The new city
Chemnitz as Chemnitz as Karl-Marx-Stadt
The exhibition at the Schloßberg Museum traces the intense and momentous era of »Karl-Marx-Stadt«, which lasted only a few decades, with a particular focus on developments in urban planning and architecture.
The end of the Second World War heralded a new beginning for the devastated industrial city of Chemnitz in many ways: the GDR was founded in 1949, the federal states were dissolved in 1952 and twelve districts were created as a new administrative structure. Chemnitz was not only given the status of district capital but was also renamed by the ruling SED party in 1953. With the name of the philosopher and communist mastermind Karl Marx, the city was – intentionally or not – assigned a role as a »model socialist city«.

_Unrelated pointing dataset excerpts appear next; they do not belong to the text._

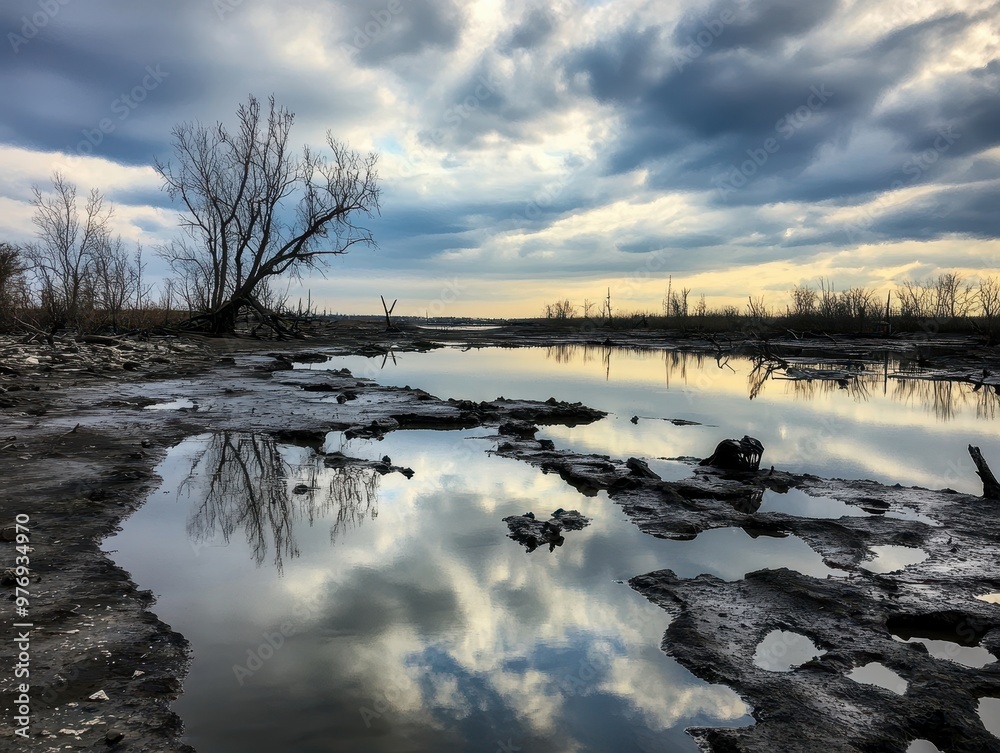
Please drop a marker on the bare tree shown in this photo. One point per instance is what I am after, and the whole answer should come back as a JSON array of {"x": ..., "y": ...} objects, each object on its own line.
[
  {"x": 117, "y": 281},
  {"x": 13, "y": 289},
  {"x": 559, "y": 310},
  {"x": 953, "y": 298},
  {"x": 989, "y": 303},
  {"x": 701, "y": 308},
  {"x": 803, "y": 300},
  {"x": 252, "y": 210}
]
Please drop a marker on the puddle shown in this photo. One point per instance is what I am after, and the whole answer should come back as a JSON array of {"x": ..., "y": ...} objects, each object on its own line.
[
  {"x": 413, "y": 621},
  {"x": 801, "y": 504},
  {"x": 892, "y": 432},
  {"x": 731, "y": 553},
  {"x": 878, "y": 674},
  {"x": 969, "y": 656},
  {"x": 797, "y": 502},
  {"x": 989, "y": 714},
  {"x": 783, "y": 651},
  {"x": 890, "y": 558},
  {"x": 671, "y": 470}
]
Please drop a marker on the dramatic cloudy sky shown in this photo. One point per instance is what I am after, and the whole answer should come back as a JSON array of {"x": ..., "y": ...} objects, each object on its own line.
[{"x": 530, "y": 152}]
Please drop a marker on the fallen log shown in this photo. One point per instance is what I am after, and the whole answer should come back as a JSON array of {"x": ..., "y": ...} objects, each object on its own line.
[{"x": 991, "y": 488}]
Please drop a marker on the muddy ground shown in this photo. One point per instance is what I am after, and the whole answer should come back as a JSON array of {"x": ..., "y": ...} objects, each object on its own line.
[{"x": 78, "y": 448}]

The specific nature of the political circumstances played a key role in this, but local events were also part of international »post-war modernism«. Throughout the system, the destruction of the war was seen as an opportunity for a fresh start in terms of architecture and urban planning, as a chance to realise ideas and concepts of reform that had been around for some time.
The international openness to new ideas in the post-war decades found expression in a special attitude to life, in enthusiasm for technological visions, in design and in fashion. The exhibition brings back to life the world of large panel system buildings, elevated highways, cosmonauts and plastics, without ignoring the contradictions and realities of »real existing socialism«.